Contact: Stephen.Manydeeds@bia.gov, (720) 407-0600
International Affairs Coordinator
Eric Bruce Wilson is a member of the Nez Perce Tribe of Idaho. He has more than 38 years of service in Indian Affairs in Washington, D.C. He was born on the Fort Peck Reservation in Poplar, Montana, and spent his early years in Indian Country, including Washington State, South Dakota, Nevada and California. He is married with three children.
He is a former Youth Programs Officer, Chief of the Branch of Water Resources, Chief of the Division of Natural Resources, and a Senior Program Analyst in the Office of American Indian Trust and the Office of Indian Energy and Economic Development.

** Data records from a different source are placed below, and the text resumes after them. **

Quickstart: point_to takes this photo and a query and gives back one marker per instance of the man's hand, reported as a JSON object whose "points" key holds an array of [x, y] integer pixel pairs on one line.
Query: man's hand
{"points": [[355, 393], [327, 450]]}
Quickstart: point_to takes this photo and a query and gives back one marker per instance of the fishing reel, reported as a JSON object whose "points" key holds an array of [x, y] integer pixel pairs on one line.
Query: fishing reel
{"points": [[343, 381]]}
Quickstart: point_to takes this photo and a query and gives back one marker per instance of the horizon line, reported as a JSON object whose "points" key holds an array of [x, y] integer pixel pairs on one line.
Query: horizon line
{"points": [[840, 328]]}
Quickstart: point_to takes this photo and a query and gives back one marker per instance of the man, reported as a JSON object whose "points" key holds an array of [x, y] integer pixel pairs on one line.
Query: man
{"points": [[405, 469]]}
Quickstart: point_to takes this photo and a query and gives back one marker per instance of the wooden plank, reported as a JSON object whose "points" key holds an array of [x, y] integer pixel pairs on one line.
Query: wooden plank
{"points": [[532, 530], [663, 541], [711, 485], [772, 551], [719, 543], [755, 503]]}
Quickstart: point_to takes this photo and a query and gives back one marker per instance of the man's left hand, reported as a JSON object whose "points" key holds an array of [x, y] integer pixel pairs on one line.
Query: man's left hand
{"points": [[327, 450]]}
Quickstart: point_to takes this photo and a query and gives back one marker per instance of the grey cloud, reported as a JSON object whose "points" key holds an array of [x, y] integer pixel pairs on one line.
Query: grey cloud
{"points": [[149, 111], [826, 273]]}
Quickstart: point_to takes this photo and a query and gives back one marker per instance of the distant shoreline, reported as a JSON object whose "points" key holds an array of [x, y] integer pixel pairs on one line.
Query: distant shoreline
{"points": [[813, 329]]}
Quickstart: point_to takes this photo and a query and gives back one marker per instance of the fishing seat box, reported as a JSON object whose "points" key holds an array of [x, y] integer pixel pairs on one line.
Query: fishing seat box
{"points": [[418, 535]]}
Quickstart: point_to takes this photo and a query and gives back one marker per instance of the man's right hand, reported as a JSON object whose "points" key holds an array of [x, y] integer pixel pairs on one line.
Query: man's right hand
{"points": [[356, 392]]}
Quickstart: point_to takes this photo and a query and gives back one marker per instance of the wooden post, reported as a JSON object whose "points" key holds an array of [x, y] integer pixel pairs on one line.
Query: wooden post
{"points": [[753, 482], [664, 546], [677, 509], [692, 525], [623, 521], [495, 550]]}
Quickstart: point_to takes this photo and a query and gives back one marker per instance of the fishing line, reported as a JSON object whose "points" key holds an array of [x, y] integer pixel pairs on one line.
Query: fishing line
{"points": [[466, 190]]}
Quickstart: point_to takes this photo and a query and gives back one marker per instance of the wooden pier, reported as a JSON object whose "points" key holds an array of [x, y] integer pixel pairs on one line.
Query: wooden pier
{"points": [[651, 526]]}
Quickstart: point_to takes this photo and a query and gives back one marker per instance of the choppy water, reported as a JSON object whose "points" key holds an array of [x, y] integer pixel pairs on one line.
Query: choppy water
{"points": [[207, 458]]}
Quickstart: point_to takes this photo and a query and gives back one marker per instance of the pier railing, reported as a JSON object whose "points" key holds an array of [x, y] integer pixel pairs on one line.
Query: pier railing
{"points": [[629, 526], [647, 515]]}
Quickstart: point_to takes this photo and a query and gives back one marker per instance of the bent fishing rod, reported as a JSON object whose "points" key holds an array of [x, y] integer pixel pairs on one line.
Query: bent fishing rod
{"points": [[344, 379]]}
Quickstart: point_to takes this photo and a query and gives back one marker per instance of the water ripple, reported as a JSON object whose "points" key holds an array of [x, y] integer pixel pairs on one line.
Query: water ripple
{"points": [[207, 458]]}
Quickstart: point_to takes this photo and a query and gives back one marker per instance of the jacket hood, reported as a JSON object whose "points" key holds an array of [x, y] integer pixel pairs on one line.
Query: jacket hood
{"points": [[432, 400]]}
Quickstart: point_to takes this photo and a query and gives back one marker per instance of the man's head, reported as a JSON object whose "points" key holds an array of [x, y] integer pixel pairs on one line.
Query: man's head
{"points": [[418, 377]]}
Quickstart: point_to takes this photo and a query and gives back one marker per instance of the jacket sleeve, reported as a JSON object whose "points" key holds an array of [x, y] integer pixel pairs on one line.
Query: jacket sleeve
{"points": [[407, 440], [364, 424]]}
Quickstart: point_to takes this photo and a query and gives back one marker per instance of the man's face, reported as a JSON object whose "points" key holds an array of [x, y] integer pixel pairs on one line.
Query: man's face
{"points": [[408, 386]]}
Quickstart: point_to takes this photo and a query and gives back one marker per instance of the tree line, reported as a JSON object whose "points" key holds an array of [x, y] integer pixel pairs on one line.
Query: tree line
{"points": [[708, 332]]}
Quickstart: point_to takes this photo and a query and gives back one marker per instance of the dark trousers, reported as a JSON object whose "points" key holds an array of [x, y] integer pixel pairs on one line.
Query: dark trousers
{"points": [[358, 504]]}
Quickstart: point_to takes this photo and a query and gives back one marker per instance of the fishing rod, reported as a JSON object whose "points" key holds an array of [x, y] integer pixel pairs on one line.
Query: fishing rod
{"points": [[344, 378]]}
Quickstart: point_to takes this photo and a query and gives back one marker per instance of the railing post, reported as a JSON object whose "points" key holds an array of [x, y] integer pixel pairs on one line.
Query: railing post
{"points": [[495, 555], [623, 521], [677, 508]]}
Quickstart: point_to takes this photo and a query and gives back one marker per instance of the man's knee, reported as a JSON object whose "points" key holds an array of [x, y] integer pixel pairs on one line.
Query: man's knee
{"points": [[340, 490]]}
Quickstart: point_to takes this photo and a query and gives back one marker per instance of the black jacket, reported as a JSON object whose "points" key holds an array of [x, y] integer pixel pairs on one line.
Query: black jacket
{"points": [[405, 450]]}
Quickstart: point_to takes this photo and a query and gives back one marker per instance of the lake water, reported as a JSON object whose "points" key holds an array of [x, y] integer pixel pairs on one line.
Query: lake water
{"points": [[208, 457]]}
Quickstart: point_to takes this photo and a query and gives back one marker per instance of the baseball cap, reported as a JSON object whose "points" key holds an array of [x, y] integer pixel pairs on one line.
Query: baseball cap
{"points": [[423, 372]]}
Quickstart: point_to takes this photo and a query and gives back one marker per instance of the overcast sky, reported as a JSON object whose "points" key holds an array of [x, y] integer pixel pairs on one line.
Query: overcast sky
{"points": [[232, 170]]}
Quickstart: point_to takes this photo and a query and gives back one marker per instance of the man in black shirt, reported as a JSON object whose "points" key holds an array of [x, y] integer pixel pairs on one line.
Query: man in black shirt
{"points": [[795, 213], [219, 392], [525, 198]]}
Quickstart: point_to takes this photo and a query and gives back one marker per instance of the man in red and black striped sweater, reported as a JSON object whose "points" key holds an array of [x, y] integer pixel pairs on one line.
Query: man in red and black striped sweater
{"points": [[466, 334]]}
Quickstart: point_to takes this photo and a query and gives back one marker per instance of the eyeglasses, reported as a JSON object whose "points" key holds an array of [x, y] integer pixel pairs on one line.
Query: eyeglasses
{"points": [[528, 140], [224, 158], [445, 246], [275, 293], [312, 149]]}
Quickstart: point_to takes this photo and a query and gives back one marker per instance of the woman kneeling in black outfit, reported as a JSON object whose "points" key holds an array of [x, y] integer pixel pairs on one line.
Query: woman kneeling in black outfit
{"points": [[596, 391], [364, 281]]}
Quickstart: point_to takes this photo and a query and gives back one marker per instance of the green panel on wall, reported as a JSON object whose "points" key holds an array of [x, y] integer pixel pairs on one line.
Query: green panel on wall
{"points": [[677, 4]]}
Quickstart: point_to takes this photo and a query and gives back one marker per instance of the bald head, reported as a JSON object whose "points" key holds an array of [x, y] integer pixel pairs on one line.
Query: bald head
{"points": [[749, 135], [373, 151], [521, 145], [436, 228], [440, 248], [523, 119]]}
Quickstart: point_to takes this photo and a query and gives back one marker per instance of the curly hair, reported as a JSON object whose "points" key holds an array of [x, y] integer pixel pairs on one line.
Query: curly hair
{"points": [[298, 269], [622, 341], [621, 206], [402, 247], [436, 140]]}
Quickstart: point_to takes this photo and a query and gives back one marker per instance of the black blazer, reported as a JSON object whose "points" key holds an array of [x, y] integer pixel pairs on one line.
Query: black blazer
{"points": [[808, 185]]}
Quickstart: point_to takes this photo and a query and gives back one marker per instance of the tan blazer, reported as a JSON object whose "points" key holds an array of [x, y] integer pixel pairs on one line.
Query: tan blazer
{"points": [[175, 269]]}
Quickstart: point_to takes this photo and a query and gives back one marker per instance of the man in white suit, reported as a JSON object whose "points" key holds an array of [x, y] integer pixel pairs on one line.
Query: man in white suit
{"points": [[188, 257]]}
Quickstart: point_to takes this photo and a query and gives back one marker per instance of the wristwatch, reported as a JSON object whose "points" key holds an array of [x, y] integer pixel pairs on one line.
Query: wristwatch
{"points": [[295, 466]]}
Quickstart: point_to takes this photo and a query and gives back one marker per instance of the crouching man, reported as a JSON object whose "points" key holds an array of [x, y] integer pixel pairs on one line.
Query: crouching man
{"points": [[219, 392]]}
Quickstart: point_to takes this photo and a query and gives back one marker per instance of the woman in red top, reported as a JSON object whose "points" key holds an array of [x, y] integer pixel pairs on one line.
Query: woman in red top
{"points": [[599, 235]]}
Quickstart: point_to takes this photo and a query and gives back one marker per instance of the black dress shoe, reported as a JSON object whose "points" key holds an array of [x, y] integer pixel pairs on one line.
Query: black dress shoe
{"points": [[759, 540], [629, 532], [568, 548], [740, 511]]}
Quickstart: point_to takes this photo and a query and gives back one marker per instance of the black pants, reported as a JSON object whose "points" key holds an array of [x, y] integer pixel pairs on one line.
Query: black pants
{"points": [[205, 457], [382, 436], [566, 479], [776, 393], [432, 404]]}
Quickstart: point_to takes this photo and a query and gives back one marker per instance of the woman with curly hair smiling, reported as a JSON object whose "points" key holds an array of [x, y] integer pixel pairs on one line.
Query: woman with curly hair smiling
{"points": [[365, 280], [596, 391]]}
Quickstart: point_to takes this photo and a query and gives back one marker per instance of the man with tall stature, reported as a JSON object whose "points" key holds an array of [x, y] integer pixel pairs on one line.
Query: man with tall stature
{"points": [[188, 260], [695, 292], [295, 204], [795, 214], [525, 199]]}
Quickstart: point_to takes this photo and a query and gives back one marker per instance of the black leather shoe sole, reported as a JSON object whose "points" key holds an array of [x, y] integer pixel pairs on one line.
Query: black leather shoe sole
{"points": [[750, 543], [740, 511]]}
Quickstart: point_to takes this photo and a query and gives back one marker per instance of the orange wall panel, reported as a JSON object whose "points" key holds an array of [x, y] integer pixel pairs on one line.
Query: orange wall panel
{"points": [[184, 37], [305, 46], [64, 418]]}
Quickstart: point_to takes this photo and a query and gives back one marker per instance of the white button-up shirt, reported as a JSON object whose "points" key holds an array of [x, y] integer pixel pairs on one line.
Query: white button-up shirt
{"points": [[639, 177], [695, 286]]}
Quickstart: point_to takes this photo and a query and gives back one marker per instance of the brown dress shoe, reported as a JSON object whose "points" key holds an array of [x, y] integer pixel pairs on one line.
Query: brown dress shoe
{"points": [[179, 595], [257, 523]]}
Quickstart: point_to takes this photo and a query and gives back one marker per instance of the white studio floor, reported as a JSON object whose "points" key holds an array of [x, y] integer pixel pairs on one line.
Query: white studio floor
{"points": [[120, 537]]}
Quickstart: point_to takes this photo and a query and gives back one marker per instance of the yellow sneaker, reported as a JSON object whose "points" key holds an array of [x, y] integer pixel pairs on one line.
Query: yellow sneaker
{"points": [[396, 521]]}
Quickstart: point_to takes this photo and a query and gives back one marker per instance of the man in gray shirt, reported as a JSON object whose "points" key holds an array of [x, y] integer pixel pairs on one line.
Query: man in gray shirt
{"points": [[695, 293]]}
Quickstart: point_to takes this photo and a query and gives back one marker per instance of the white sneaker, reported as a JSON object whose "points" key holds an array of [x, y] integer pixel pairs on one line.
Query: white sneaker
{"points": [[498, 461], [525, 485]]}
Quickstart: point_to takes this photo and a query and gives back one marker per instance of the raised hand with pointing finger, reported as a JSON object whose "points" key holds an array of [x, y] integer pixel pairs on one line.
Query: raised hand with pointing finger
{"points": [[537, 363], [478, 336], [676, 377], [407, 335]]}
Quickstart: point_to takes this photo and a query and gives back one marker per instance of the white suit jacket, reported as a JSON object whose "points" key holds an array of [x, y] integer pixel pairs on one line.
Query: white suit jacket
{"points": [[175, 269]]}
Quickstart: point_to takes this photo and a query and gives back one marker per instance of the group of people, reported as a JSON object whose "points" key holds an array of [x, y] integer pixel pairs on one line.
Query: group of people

He currently serves in the Office of the Assistant Secretary - Indian Affairs where he coordinates international affairs for the Bureau of Indian Affairs and the Bureau of Indian Education.
He has worked on international issues since 1995. He has served on numerous United States delegations, including the first reporting to the United Nations on the International Covenant on Civil and Political Rights; the World Summit on Sustainable Development; the 6th Conference of the Parties to the Convention on Biological Diversity; the World Intellectual Property Organization regarding indigenous cultural heritage; the Inter-American Draft Declaration on the Rights of Indigenous Peoples; the first and other sessions of the UN Permanent Forum on Indigenous Issues; the first United States reporting on the Universal Periodic Review to the UN Human Rights Council; and US reporting to the UN Committee on the Elimination of Racial Discrimination. He is also Interior’s initial point of contact with Canada’s Department of Aboriginal Affairs and Northern Development.
He frequently participates in a variety of interagency working groups that are convened by the Departments of State and Treasury involving indigenous issues in foreign affairs. He serves as the leader of the Interagency Working Group on Indigenous Issues that is charged with broadening knowledge on international human rights among tribal, state, and local officials, as well as non-government organizations. He also briefs foreign officials traveling with the Department of State’s International Visitor Leadership Program.
His mission is to assure that United States foreign policy on indigenous issues is consistent with domestic federal Indian law and policy. To do this, he coordinates with Interior policy advisors and attorneys.
He has a B.A. in History from the College of William and Mary in Virginia, 1976, and a J.D. from the George Mason School of Law, 1980.